It was the hottest day of the year so far and I was making my way to London from sunny Portsmouth even though the beach was calling! But I am glad I did as this months UXPA event on Dark UX was well worth it.
If you have not heard of Dark UX or Dark Patterns it is the art of UX which benefits the business but rarely the users. Things like hiding the ‘delete account’ button, signing people up for emails when they did not ask for them or making it difficult to close pop ups without signing up for the thing on offer. (I am looking at you Amazon Prime)
First up was Daniel Harvey from The Dots who spoke to us about the recent news about Facebook and Cambridge Analytica. We have all heard of it and might even have checked if we were affected but what I had not realised was that the number of people affected is actually much higher as they took the data from all friends and family too.
This was a talk about how all the time they can use our data to make money nothing much is going to change. And while GDPR is a step in the right direction it is going to need us as designers educating our companies about why dark patterns are bad and how good, useful UX which cares about the customer or user is better in the long run.
Prof Karen Cham from the University of Brighton spoke next about PET or Persuasion, Emotion and Trust.
She explained to us how emotions have a central role in decision making and explained how she captures emotion in user testing using things like EEG, eye tracking, heart rate monitoring and skin conductance research.
She believes that this research gives a more accurate result than self reported responses from users.
I was a bit shocked to hear her speak about all this as I had only heard about it for the first time at lunch time.

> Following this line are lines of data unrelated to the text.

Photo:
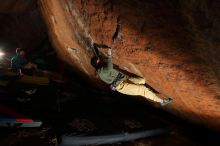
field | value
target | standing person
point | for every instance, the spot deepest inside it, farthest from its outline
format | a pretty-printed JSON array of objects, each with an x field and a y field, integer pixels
[{"x": 122, "y": 83}]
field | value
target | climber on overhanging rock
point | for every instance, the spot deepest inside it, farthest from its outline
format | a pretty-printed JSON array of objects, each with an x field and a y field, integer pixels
[
  {"x": 20, "y": 62},
  {"x": 120, "y": 82}
]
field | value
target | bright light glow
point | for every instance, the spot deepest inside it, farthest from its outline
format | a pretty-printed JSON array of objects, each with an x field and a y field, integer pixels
[{"x": 1, "y": 54}]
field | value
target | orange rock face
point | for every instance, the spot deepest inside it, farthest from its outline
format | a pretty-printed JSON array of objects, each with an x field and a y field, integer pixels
[{"x": 174, "y": 45}]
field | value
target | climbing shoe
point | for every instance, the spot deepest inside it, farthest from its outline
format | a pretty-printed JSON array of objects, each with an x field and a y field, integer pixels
[{"x": 166, "y": 101}]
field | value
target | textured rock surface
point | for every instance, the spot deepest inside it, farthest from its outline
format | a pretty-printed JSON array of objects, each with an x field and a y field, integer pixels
[{"x": 173, "y": 44}]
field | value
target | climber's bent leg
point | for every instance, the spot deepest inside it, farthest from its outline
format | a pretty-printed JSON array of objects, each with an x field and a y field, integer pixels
[
  {"x": 137, "y": 90},
  {"x": 137, "y": 80}
]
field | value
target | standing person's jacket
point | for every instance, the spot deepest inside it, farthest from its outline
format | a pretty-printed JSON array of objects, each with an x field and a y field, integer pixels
[
  {"x": 108, "y": 74},
  {"x": 18, "y": 62}
]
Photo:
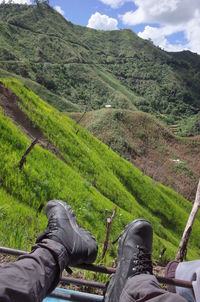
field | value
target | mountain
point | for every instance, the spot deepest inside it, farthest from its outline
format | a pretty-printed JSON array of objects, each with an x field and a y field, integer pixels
[
  {"x": 82, "y": 68},
  {"x": 68, "y": 163},
  {"x": 149, "y": 145}
]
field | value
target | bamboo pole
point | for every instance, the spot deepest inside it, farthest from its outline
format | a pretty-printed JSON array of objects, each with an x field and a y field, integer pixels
[
  {"x": 182, "y": 250},
  {"x": 100, "y": 269}
]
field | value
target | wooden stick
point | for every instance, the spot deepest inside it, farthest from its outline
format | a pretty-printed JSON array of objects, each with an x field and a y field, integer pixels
[
  {"x": 23, "y": 159},
  {"x": 109, "y": 223},
  {"x": 182, "y": 250}
]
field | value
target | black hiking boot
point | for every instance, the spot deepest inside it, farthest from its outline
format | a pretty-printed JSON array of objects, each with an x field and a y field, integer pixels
[
  {"x": 62, "y": 227},
  {"x": 134, "y": 257}
]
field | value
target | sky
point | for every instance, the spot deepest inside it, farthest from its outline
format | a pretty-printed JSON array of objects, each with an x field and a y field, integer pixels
[{"x": 173, "y": 25}]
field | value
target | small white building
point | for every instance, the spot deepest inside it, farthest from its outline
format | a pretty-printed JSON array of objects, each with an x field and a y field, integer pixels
[{"x": 108, "y": 106}]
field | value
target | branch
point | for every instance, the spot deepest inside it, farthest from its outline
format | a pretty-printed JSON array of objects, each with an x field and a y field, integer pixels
[
  {"x": 109, "y": 223},
  {"x": 23, "y": 159},
  {"x": 182, "y": 251}
]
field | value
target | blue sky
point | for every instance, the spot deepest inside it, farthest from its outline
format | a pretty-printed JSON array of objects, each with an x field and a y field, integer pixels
[{"x": 173, "y": 25}]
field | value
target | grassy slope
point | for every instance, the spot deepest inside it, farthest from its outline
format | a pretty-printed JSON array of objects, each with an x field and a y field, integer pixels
[
  {"x": 141, "y": 139},
  {"x": 74, "y": 62},
  {"x": 93, "y": 180}
]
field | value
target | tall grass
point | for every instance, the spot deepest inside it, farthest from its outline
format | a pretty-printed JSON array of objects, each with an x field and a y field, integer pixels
[{"x": 93, "y": 180}]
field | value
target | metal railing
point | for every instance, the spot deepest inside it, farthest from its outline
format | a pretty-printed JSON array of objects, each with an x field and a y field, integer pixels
[{"x": 98, "y": 269}]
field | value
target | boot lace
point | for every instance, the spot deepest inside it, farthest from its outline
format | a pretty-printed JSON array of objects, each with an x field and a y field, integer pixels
[{"x": 141, "y": 262}]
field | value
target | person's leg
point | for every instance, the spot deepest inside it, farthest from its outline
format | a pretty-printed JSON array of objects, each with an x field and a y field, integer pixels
[
  {"x": 34, "y": 275},
  {"x": 133, "y": 280},
  {"x": 146, "y": 288},
  {"x": 63, "y": 243}
]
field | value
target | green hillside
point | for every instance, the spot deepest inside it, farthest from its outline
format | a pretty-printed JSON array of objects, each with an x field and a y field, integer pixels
[
  {"x": 148, "y": 144},
  {"x": 92, "y": 178},
  {"x": 82, "y": 67}
]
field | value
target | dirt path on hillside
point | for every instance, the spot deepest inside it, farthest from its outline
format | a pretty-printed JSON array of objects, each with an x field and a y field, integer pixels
[{"x": 9, "y": 103}]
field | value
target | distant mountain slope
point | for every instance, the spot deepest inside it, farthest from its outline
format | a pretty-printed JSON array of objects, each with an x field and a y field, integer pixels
[
  {"x": 92, "y": 178},
  {"x": 91, "y": 68},
  {"x": 149, "y": 145}
]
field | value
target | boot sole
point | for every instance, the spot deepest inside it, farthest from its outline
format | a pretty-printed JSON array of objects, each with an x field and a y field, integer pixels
[{"x": 116, "y": 276}]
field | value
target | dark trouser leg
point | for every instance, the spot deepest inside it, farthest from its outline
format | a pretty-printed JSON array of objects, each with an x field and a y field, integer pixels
[
  {"x": 34, "y": 275},
  {"x": 143, "y": 287}
]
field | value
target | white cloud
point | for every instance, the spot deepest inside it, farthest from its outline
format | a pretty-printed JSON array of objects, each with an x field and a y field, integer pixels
[
  {"x": 159, "y": 37},
  {"x": 102, "y": 22},
  {"x": 59, "y": 10},
  {"x": 17, "y": 1},
  {"x": 115, "y": 3},
  {"x": 172, "y": 16}
]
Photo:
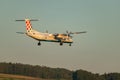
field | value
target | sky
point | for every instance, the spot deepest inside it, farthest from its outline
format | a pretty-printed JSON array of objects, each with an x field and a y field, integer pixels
[{"x": 97, "y": 51}]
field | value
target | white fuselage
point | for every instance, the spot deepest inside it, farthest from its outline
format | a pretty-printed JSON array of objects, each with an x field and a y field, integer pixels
[{"x": 48, "y": 37}]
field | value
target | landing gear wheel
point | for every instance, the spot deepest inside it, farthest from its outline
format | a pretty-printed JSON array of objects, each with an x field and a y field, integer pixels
[
  {"x": 39, "y": 43},
  {"x": 61, "y": 43}
]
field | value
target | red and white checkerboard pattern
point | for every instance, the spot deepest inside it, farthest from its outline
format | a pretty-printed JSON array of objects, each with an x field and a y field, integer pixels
[{"x": 28, "y": 25}]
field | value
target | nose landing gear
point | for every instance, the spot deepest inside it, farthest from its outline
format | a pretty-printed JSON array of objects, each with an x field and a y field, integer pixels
[{"x": 39, "y": 43}]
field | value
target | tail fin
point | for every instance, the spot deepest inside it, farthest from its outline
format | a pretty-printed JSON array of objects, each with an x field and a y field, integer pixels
[{"x": 28, "y": 23}]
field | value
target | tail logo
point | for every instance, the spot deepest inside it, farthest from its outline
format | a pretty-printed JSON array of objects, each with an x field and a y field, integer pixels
[{"x": 28, "y": 25}]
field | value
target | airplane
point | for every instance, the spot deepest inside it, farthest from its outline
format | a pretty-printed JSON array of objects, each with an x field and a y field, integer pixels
[{"x": 47, "y": 37}]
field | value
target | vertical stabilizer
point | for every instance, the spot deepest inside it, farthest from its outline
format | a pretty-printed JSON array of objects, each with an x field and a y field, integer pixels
[{"x": 28, "y": 24}]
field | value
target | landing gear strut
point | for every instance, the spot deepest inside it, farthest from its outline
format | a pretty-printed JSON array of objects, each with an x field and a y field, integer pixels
[
  {"x": 70, "y": 44},
  {"x": 39, "y": 43},
  {"x": 61, "y": 43}
]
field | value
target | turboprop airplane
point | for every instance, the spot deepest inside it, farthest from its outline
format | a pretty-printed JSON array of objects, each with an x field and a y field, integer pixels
[{"x": 47, "y": 37}]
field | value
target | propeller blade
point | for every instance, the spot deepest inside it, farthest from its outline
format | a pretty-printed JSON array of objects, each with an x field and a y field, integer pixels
[
  {"x": 21, "y": 32},
  {"x": 78, "y": 32}
]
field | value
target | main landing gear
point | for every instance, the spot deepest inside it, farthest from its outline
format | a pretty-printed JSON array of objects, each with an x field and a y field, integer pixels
[
  {"x": 61, "y": 43},
  {"x": 39, "y": 43}
]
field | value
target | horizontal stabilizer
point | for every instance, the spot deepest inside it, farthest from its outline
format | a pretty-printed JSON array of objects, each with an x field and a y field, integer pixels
[
  {"x": 21, "y": 32},
  {"x": 27, "y": 19}
]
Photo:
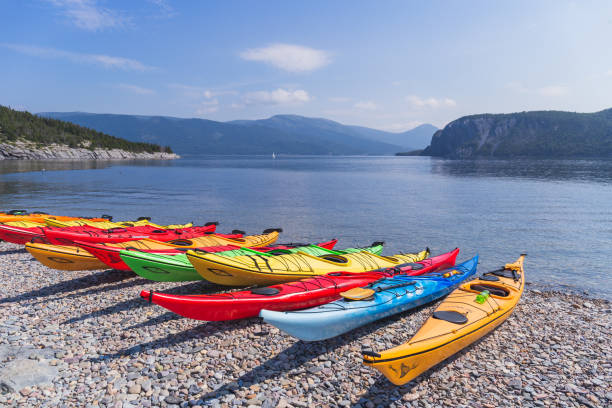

I had been reading all about it, even about the company she has worked with and the tool she uses. A happy coincidence? (For everyone who asked it was Measuring the User Experience by Tom Tullis and Bill Albert)
Karen is an academic who works with companies to research and design things and it was interesting to hear her speak about the sorts of roles she has turned down due to the ethics of what she feels she can work on and maybe leave a positive design and others she just cannot work on.
This led on perfectly to our last speaker Sophie Freiermuth who spoke on the ethics of design.
She suggested that ethics are so hard to design with because they all start with ourselves and each of us is different. While one designer feels comfortable designing for the military or a gambling company there will be others who are not.
She showed us some codes of ethics, but we agreed that ethics change slightly when they get written down and often they are still widely interpretable.
As designers many of us have principles of design to work to which are a little bit like those codes of ethics. We need to make sure they are ethically sound. To do this we need to question, examine and enquire.
This was a fascinating event, which really got me thinking. It made me realise that I need to know more about what GDPR really is for myself and my company and it reminded me why it is worth having those uncomfortable conversations with my stakeholders when they make suggestions which push the boundaries of Dark UX.